Industry leader Pennsylvania Railroad called itself “the standard railroad of the world.” It was to turn-of-the-century America what IBM was to the business world in the 60s and 70s, or what Microsoft is today – in fact, relatively speaking, the Pennsylvania was probably much more important in its day than either of those great computing companies.
From its founding in 1846, the Pennsylvania had competed with railroads from other coastal cities for the lucrative trade to the west. Industry pioneer Baltimore and Ohio reached out from its namesake city, while Vanderbilt’s New York Central empire had the best lines directly into New York, which was emerging as the most important port on the east coast. The Pennsylvania’s New York passengers and freight had to be ferried across the Hudson River from New Jersey in order to reach Manhattan, a severe competitive disadvantage in comparison with the Vanderbilt line.

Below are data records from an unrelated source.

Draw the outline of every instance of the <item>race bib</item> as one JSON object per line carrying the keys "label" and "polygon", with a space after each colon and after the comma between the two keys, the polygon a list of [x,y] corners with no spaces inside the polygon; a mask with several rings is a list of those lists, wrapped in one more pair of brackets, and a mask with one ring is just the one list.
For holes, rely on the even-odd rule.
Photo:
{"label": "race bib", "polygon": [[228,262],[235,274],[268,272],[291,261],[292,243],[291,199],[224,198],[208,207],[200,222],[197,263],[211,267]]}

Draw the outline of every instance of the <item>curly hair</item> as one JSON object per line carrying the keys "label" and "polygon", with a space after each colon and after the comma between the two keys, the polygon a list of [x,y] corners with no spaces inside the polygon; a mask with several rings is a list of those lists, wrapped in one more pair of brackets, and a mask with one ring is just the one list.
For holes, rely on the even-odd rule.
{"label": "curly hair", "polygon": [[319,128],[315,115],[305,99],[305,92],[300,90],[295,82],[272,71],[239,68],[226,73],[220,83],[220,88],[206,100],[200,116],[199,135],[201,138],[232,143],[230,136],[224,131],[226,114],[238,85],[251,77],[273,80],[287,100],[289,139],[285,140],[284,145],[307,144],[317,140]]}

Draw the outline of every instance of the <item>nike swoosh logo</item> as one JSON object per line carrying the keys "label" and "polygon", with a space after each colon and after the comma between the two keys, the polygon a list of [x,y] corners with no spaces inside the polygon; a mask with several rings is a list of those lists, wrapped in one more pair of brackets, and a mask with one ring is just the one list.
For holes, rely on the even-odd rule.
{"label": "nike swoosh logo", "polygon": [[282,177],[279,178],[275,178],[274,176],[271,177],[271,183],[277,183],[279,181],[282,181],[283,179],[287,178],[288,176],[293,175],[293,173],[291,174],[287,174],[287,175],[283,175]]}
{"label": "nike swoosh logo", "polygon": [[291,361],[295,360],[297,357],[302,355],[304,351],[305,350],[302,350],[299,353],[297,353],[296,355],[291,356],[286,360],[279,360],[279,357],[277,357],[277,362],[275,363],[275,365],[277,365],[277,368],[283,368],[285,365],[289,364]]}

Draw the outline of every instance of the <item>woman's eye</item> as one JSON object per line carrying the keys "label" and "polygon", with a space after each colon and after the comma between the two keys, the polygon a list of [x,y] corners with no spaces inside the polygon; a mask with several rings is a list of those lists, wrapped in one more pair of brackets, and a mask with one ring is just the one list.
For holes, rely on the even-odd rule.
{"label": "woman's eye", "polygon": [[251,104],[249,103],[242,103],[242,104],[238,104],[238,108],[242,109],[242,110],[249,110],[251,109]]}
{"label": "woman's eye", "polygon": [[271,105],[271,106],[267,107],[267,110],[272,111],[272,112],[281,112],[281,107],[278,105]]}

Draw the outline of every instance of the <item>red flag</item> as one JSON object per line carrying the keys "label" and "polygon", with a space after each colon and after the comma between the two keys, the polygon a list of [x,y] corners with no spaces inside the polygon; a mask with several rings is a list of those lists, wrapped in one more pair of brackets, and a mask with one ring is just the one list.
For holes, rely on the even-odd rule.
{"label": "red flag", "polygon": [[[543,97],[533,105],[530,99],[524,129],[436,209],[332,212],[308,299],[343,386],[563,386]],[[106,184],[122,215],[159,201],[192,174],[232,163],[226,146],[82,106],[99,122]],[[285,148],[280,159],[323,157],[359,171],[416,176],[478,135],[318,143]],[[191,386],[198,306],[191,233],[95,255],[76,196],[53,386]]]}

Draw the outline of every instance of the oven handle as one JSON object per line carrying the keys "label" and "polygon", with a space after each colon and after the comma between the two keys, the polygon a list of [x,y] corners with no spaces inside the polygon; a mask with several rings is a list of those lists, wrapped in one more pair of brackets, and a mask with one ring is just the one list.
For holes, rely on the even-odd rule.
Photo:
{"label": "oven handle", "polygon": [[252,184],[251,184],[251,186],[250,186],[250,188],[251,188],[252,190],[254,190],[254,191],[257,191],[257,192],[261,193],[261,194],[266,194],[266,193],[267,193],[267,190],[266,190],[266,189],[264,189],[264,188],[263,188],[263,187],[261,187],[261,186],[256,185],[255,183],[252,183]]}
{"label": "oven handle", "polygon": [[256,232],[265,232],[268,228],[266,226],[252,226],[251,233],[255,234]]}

After years of study, the Pennsylvania under President Alexander Cassatt in 1900 boldly decided to build tunnels under the Hudson and a giant new terminal in Manhattan. The project took until 1917 to complete. It cost the Pennsylvania $160 million, at the time the largest private investment in history. The Pennsylvania remained a blue chip until after World War II, and even after the late 60s demise of successor Penn Central, its New York real estate holdings remained valuable. Today the Norfolk Southern Railroad profitably operates much of its original route.
Despite the enormous importance of his leadership role as the head of one of America’s greatest enterprises, Cassatt today is far less famous than his impressionist painter sister, Mary Cassatt. And his grand neo-classic Pennsylvania Station was thoughtlessly demolished in 1963, perhaps our nation’s single greatest architectural loss.
If you were Alexander Cassatt, would you have had the nerve to bet the company on the Hudson tunnels and Penn station?